A new study published in the journal Climate Change has found that how a question is phrased can make a big difference in how a person expresses their thoughts about anthropogenic climate change (ACC).
Researchers from the Annenberg Public Policy Center (APPC) of the University of Pennsylvania surveyed 7,019 US adults about climate change to investigate how differently formatted questions influence results.
The participants were presented with questions about ACC, and the researchers tested three variations in question formatting.
One of the variations, the “Pew Style,” gave respondents an option to choose “don’t know” or even skip the question. Another format asked a question and provided accompanying explanations about greenhouse gases and climate change. The last format had participants choose from a multiple choice questionnaire and pick which answer most strongly coincided with their views.
The survey results differed greatly depending on which format was used. The percent of people who agreed that climate change was human-caused ranged from 50 to 71 percent.
With the Pew Style approach, 50 percent of the survey respondents said that climate change is human-caused, this included 29 percent who were Republican.
The type of question that produced the highest acceptance of ACC was the van Boven et al. approach, which used a scale and explanatory text but did not allow the option of “don’t know.”
With the van Boven et al. approach, 71 percent of respondents agreed that climate change is human-caused, including 61 percent who were Republican.
“People’s beliefs about climate change play an important role in how they think about solutions to it,” said Matthew Motta, the lead author of the study. “If we can’t accurately measure those beliefs, we may be under- or overestimating their support for different solutions. If we want to understand why the public supports or opposes different policy solutions to climate change, we need to understand what their views are on the science.”
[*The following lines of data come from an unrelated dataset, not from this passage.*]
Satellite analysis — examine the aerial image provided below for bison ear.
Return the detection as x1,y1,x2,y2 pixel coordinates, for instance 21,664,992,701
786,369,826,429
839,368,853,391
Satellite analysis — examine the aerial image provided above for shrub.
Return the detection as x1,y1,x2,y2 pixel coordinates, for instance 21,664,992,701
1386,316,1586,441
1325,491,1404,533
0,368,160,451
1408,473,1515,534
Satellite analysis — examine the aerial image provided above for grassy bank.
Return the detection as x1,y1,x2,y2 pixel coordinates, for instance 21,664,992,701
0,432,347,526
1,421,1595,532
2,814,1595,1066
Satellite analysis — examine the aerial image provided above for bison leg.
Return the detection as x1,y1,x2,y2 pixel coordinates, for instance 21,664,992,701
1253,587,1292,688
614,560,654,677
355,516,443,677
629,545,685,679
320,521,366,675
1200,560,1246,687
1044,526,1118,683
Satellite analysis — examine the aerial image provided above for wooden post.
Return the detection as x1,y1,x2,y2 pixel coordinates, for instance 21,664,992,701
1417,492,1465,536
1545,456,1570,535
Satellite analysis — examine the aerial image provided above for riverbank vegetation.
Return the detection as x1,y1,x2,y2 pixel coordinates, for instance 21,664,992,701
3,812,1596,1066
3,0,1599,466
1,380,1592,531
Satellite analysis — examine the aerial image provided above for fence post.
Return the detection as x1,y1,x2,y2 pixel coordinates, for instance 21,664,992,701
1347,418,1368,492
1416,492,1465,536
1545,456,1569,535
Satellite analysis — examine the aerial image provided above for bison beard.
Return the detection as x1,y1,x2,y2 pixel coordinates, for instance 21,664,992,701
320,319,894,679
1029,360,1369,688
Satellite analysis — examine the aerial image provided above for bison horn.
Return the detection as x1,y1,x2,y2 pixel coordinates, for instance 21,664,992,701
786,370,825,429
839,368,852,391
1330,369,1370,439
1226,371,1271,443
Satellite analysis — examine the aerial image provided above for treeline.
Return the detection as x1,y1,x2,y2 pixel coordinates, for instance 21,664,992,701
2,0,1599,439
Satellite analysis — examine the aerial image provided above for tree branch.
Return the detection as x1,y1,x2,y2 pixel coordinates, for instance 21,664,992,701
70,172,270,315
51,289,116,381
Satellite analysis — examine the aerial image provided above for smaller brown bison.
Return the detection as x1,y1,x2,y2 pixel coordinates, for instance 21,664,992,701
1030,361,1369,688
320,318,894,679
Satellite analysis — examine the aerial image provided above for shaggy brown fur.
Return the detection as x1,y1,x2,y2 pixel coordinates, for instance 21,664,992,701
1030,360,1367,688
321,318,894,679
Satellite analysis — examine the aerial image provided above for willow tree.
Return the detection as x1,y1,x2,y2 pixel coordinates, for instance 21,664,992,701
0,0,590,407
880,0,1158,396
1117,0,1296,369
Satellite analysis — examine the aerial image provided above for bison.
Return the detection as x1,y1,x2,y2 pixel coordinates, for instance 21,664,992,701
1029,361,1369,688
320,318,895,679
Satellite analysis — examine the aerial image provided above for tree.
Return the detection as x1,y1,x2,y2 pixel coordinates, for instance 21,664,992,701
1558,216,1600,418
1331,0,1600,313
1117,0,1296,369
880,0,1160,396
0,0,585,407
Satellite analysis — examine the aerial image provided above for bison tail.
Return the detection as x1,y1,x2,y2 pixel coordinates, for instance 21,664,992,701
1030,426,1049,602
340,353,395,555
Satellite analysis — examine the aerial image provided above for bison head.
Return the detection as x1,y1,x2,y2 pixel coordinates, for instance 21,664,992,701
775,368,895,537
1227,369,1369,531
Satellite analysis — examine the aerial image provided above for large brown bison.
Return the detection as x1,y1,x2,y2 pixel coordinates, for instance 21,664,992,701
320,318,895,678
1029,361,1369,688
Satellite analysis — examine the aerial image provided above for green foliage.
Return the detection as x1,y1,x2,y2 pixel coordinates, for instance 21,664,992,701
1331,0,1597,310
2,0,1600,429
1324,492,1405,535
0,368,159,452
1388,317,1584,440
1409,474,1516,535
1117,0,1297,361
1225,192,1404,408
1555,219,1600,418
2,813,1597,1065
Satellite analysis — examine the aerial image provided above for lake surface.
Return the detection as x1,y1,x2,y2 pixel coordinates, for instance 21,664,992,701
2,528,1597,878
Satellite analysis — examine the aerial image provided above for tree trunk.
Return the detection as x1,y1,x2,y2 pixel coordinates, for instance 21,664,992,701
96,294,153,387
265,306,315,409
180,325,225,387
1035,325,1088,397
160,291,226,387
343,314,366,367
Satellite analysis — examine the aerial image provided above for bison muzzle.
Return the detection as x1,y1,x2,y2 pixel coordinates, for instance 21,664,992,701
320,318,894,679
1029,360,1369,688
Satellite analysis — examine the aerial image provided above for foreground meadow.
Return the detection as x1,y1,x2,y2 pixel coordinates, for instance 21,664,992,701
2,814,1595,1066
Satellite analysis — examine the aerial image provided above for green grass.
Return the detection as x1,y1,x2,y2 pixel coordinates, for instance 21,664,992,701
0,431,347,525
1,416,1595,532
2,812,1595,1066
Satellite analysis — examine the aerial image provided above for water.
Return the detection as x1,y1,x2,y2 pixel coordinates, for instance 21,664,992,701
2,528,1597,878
The results of the study show how slight changes in wording and format can influence opinions and answers in surveys, although the researchers caution that the sample was not nationally representative of the US population, so the study results are limited.
“We hope that our research can help to broadly raise awareness of measurement issues in the study of climate change opinion and alert scholars to which specific design elements are most likely to impact opinion estimates,” the researchers said.